ASSANGE CASE BACKGROUND
Today’s column summarizes the latest developments in a case that the Justice Integrity Project has covered closely for years, including with major scoops in late 2010 and early 2011 re-reported internationally.
These showed, among other things, that U.S. Republican strategist Karl Rove (shown below in a Bush White House photo) included among his consultant clients Sweden’s governing Moderate Party (a confusing name since it is the country’s leading conservative party). Also, Rove urged in 2010 on Fox News that Assange be executed for his Wikileaks leadership.
Another of reports was Partner at Firm Counseling Assange’s Accusers Helped the CIA In Rendition for Torture. It revealed that Thomas Bodström, a former Justice Minister and name partner in the law firm that has used the two women to level sexual misconduct allegations against Assange, had previously cooperated with the CIA when he was Sweden’s top justice official to send at the CIA’s request an asylum seeker from Sweden to Egypt, where the man was tortured by Egyptian authorities. Bodström later moved to the United States and wrote spy thrillers.

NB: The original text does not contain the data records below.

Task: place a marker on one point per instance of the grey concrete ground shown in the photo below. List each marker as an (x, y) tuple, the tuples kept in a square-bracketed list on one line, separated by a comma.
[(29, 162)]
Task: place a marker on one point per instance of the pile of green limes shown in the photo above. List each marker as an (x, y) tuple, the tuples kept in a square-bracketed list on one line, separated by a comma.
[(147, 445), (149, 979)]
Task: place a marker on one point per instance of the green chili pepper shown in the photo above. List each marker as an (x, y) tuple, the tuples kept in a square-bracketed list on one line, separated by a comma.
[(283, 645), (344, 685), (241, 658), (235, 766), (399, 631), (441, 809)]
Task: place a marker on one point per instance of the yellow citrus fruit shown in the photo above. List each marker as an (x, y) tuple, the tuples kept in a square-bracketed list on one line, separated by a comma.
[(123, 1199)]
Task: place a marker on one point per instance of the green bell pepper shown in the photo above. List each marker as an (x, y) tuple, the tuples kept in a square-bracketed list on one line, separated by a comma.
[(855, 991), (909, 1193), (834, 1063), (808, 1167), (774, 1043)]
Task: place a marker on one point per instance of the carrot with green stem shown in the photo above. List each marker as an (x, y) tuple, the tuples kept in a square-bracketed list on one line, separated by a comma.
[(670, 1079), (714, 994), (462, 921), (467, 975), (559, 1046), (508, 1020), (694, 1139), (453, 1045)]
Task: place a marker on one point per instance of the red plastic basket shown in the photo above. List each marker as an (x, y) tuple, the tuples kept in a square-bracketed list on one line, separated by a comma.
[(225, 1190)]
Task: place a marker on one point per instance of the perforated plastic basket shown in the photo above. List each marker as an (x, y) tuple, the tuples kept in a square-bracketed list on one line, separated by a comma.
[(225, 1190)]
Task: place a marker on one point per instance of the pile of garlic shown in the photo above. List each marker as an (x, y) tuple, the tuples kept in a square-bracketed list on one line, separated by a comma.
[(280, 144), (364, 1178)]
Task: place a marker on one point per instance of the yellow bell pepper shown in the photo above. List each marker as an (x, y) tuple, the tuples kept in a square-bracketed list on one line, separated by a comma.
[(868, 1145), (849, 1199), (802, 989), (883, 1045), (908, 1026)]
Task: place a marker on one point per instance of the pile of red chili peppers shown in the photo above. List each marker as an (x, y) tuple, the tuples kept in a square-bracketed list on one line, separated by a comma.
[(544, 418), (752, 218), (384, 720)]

In future columns soon, we shall explore for the first time here the suspicious history of the two female accusers against Assange. Others, including noted American feminist Naomi Wolf, for years have described Sweden’s relentless investigation as highly unusual for activities that began as consensual sex.
Also, we shall explore new disclosures by Wikileaks showing that the State Department under then Secretary Hillary Clinton worked secretly with Google to overthrow Syria’s government, as reported in a column March 19, Clinton email reveals: Google sought overthrow of Syria’s Assad.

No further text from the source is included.